A righteous police inspector is propelled into examining his past while facing personal and professional challenges in the present.
In the Spanish city of Vitoria, Inspector Unai López de Ayala, known as Kraken, gets a double whammy from his lover and boss, Deputy Superintendent Alba Díaz de Salvatierra: She’s pregnant, and the father might not be him but her dead husband, Nancho, a serial killer. His pursuit of Nancho in The Silence of the White City (2020) left Kraken with serious head injuries that have impaired his ability to speak. Though he narrates in a gritty first person, he regularly visits a speech therapist and rarely talks to others, preferring to conduct conversations in the texts peppered throughout. A message from Kraken’s partner, Estíbaliz, brings more bad news: Kraken’s first girlfriend, graphic novelist Ana Belén Liaño, has been murdered.

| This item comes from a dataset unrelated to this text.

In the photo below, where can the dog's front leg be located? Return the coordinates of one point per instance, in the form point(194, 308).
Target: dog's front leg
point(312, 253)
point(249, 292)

Intermittent flashbacks to 1992 present their idyllic teen romance and provide an intriguing counterpoint to the main noir narrative. Sáenz’s large, boldly painted canvas includes a plague of inexplicable suicides by young women. Kraken’s collaboration with his own group of colorful irregulars—hacker extraordinaire Golden Girl; Tasio Ortiz de Zárate, long imprisoned as a serial killer but exonerated; street-wise skater MatuSalem; and others—is this story’s most enjoyable feature. The murder of one of Kraken’s old friends indicates both that he’s dealing with a serial killer and that he might be the killer’s focus.
Dark and juicy, the middle entry in Sáenz’s epic trilogy immerses readers in a vibrant, dangerous city.